Implantable nanopore box
Researchers from Ohio State University and Boston University have created a tiny silicon box that contains pancreatic beta cells taken from animals. The box is surrounded by nanopore with 20 nanometers in diameter which are big enough to allow for glucose and insulin to pass through them, but small enough to impede the passage of much larger immune system molecules.
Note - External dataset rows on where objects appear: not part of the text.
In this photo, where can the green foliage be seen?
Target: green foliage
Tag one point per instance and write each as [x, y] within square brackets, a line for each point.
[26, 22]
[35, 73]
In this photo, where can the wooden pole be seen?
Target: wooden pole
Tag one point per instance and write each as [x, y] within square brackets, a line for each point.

These boxes can be implanted under the skin of diabetes patients to temporarily restore the body’s delicate glucose control feedback loop without the need for powerful immune suppressants that can leave the patient at a serious risk of infection.
Artificial pancreas and artificial beta cell instead of pancreas transplantation, nanospheres as biodegradable polymeric carriers for oral delivery of insulin are some of the use of nanotechnology in diabetes.
Thus nanotechnology is a focal point in diabetes research, where nanoparticles in particular are showing great promise in improving the treatment and management of the disease.

1 Responses to “Nanotechnology in diabetes treatment ”

nittany jones said...
July 13, 2015 at 4:04 AM

we have learn that nanotechnology can help control diabetes. but are there any disadvantage of using this nano applications? will it effect our body in any way?